Design and Interior Architecture in Germany, 1700-2000


Fall 2014


2nd Floor Classroom


Ulrich Leben

This course will investigate Germany as a center for the decorative arts (including interior decoration and furniture) between 1700 and 2000. It aims to situate the German decorative arts as a creative force in the crosscurrents of European culture and taste. Religious divisions between the Catholic regions in southern and western Germany and the Protestant regions of the east and north caused differences in political structures, which in return impacted style and taste. The eighteenth century saw a strong influence of French aristocratic art, which found individual interpretation in the German provinces, since the French prototypes were too expensive and were merely known through drawings or printed documents.
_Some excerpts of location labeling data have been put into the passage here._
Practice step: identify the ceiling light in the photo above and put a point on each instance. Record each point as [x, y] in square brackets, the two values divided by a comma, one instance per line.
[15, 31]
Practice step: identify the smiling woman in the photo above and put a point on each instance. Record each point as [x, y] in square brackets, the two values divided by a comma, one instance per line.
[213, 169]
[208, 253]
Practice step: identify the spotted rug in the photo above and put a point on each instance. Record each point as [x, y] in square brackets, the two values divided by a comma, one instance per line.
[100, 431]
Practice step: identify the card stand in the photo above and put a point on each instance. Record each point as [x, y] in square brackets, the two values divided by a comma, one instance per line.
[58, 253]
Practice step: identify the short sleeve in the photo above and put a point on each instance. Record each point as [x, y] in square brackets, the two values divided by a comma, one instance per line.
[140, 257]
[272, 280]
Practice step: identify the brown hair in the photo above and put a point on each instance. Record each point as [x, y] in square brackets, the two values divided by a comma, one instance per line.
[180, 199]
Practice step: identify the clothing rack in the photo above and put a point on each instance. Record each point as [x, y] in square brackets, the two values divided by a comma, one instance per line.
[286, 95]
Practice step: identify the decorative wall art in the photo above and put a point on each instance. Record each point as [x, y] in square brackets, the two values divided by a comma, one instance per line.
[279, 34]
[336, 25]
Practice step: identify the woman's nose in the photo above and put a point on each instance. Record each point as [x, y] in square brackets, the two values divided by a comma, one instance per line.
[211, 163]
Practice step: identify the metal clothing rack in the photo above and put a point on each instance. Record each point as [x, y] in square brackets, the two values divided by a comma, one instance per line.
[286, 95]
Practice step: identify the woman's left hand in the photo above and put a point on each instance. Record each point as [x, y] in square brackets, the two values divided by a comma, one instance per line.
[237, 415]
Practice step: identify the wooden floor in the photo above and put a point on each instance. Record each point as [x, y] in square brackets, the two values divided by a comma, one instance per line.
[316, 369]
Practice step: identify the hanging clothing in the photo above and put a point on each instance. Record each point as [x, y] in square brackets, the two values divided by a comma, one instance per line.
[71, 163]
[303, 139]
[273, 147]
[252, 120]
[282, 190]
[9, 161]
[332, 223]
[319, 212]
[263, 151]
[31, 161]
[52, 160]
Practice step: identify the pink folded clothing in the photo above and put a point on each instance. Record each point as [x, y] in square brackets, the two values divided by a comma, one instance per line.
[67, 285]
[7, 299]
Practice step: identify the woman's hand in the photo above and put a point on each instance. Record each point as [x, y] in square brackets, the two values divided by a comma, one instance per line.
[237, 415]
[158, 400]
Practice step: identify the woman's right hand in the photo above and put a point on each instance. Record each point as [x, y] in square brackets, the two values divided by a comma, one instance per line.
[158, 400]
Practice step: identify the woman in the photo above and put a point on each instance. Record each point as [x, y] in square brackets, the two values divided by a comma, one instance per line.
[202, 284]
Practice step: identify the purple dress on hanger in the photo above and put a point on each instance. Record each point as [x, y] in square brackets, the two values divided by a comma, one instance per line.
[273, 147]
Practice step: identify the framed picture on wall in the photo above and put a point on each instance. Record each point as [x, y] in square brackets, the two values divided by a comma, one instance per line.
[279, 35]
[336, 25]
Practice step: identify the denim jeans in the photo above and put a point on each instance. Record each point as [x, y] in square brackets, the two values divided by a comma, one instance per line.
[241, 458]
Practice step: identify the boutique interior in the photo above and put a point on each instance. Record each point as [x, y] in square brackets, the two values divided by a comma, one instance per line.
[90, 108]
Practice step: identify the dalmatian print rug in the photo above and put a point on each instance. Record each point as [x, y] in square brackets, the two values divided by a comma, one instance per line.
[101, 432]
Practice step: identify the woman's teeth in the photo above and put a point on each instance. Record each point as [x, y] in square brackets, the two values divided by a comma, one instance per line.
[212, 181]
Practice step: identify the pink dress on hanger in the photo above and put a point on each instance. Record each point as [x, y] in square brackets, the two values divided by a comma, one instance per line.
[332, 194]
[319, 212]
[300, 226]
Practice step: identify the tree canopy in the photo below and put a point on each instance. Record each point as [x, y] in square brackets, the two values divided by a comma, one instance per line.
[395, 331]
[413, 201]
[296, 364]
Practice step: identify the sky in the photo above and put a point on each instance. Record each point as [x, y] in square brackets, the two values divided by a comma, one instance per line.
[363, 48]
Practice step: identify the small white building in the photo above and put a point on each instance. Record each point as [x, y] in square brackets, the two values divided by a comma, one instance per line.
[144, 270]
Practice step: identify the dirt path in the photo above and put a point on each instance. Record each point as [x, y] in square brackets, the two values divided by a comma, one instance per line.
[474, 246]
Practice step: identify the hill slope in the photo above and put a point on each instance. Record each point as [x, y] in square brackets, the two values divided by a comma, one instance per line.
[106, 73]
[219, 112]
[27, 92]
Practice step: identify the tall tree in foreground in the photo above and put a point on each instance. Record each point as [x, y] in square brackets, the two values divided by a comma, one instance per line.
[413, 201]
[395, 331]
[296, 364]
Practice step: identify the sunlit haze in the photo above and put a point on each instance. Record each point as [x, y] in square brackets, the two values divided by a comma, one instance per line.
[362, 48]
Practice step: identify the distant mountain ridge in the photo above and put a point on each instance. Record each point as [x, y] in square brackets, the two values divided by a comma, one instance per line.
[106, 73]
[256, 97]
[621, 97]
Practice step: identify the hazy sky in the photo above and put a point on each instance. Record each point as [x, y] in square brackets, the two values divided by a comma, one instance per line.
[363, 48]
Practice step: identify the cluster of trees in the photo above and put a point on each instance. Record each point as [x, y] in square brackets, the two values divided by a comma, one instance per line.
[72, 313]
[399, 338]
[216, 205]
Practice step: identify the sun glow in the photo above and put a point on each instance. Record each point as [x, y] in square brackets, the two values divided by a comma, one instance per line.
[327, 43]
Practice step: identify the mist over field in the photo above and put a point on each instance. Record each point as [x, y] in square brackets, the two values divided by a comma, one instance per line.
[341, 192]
Through the migration of craftsmen from Germany to the great capitals of Europe such as London, Paris, and Petersburg, and later the United States, German craftsmanship affected production in all these countries. The sober and elegant forms of the Biedermeier Period of the nineteenth century displayed new attempts at creating a purely German style and had varying degrees of international success. The Jugend movement and the Bauhaus school established successful designers and creators who brought their vision abroad when many were forced into emigration after 1933. The 1920s saw a multitude of engaging and non-conventional design solutions, many of which have been completely forgotten. The dark years of the Third Reich were followed by a research of reconciliation and connection with international trends, which often were realized only with the modest means of a country that had lost the war. The main artistic currents and centers for the creation and the manufacture of fine furniture, art objects, and porcelain (Augsburg, Dresden, München, Dessau and Berlin) will be presented and discussed. 3 credits.